Oct 06, 2011 - Sale 2255

Sale 2255 - Lot 31

Price Realized: $ 9,600
?Final Price Realized includes Buyer’s Premium added to Hammer Price
Estimate: $ 10,000 - $ 15,000
JOHN BIGGERS (1924 - 2001)
Untitled (Seated Old Man).

Pencil on illustration board, 1945. 579x451 mm; 22 3/4X17 3/4 inches. Signed in pencil, lower right recto. Dated "4--45" in pencil, lower left recto. Inscribed "John T. Biggers, Hampton Institute, Hampton, VA" in ink and "Lowenfeld 1405" in pencil, upper right verso.

Provenance: acquired directly from the artist, Hampton University; thence by descent to the current owner, private collection.

This remarkable early drawing by John Biggers was drawn while he was both enlisted and at Hampton Institute. This drawing is closely related to the oil painting Old Man, 1945, in the collection of the Hampton University Museum. Both works depict a stooped, bald and bearded man with huge folded and gnarled hands, portrayed against the background of a leaning, dilapidated wood structure.

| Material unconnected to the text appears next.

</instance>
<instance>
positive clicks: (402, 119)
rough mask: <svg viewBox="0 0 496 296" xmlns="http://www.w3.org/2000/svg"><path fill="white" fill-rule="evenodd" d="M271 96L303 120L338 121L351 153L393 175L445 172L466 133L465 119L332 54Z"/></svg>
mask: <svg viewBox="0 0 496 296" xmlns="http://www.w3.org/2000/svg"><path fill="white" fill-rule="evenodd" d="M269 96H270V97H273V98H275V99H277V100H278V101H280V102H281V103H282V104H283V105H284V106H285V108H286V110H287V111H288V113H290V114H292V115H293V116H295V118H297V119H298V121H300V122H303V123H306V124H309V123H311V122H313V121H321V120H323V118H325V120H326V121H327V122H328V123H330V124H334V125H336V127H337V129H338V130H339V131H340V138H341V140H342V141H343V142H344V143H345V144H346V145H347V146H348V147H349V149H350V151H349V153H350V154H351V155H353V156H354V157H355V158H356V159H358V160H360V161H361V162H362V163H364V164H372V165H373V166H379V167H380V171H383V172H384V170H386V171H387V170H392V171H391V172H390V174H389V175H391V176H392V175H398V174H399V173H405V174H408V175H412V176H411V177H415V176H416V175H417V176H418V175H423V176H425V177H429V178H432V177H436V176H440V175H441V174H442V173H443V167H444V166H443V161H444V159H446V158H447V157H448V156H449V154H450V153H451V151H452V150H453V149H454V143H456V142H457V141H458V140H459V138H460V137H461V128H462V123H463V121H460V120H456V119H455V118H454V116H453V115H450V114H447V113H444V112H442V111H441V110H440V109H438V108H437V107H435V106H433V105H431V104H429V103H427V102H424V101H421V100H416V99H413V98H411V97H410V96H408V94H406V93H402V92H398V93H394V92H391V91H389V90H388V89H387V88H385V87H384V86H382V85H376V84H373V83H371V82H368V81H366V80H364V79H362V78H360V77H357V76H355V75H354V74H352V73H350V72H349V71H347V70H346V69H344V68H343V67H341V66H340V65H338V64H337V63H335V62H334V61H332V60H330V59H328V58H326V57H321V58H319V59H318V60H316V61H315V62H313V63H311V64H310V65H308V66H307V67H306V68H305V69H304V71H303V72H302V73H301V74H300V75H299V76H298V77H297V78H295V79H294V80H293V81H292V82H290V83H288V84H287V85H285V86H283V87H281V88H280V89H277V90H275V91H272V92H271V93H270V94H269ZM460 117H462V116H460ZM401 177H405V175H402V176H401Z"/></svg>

Biggers decided to become an artist upon taking an evening art class with Victor Lowenfeld in 1941 at Hampton Institute. Lowenfeld was a Jewish emigré, an Austrian artist and psychologist who fled his homeland to teach at Hampton. Biggers's education was interrupted by World War II and his resultant naval service in 1943. He was transferred to Hampton's U.S. Naval Training School, allowing him to continue working as an artist in the department studios on evenings and weekends. Biggers depicted the homeless and downtrodden he remembered from his youth in Gastonia, NC. Both Lowenfeld, and Charles White, who was an artist-in-residence at Hampton in 1943, encouraged Biggers's expressive Social Realism. Biggers was transferred to Norfolk, VA in 1945, where the segregation of the services caused him to suffer from depression; he was discharged by the end of the year. There are several important works dated from 1945, including the paintings Preacher Man, Sharecropper, Old Man and Old Coffee Drinker. The latter two were returned to Hampton University and restored after being rolled in the artist's mother's garage for over 50 years. Powell/Reynolds p. 178.